Depuis lors, des évolutions ont eu lieu. Des gardes des sceaux d’envergure ont apporté des modifications d’importance dans notre organisation judiciaire. Ce fut le cas de Robert Badinter, qui a introduit la possibilité pour les justiciables de saisir la Cour européenne des droits de l’homme, supprimé les juridictions d’exception, notamment la Cour de sûreté de l’État, instauré le travail d’intérêt général, qui a eu, vous le savez, un effet important sur les décisions de justice. Ce fut également le cas d’Henri Nallet, qui a mis en place la politique publique de l’aide juridictionnelle. Ce fut encore le cas d’Élisabeth Guigou, qui a élaboré la loi du 15 juin 2000 renforçant la protection de la présomption d’innocence et les droits des victimes, créant notamment le juge des libertés et de la détention.
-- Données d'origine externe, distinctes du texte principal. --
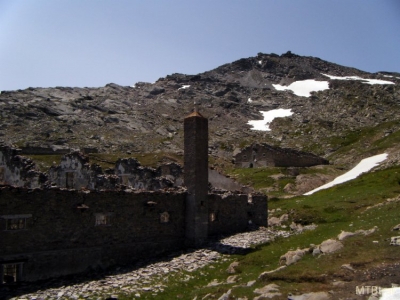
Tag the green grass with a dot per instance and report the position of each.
(263, 179)
(340, 208)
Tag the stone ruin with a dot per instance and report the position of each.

Ces modifications ont considérablement consolidé notre organisation judiciaire. D’autres sont également intervenues. Ainsi, certains tribunaux de grande instance ont été créés, d’autres supprimés. Il en est de même des tribunaux d’instance et des conseils de prud’hommes. Enfin, les greffes, qui étaient auparavant des charges privées, ont été fonctionnarisés en 1965.
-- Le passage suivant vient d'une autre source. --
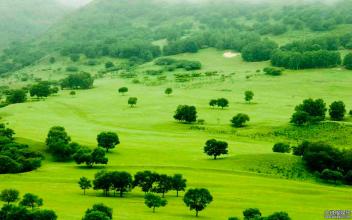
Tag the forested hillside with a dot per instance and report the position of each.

Pour autant, notre organisation judiciaire manque d’une vision globale. Elle est aujourd'hui nécessaire. En effet, la société a changé : le droit est devenu plus complexe, la demande des justiciables s’est fortement diversifiée, les justiciables eux-mêmes ont changé leur rapport à la justice – ils sont plus informés, plus exigeants –, de nouveaux contentieux existent. J’ai entendu tout à l’heure que la loi ALUR créerait de nouveaux contentieux. Monsieur Hyest, il s’agit plutôt d’apporter des réponses et d’élaborer des procédures pour des contentieux qui existent et qui ne sont pas traités. Ainsi, si la loi relative à la consommation introduit la possibilité de répondre à des préjudices sériels, c’est bien parce que le préjudice et le contentieux existaient, mais qu’aucune réponse satisfaisante n’avait encore été trouvée. Aux réponses éclatées à des initiatives individuelles se substituera désormais une réponse collective, structurée et plus rapide, ce qui constitue une amélioration du service de la justice.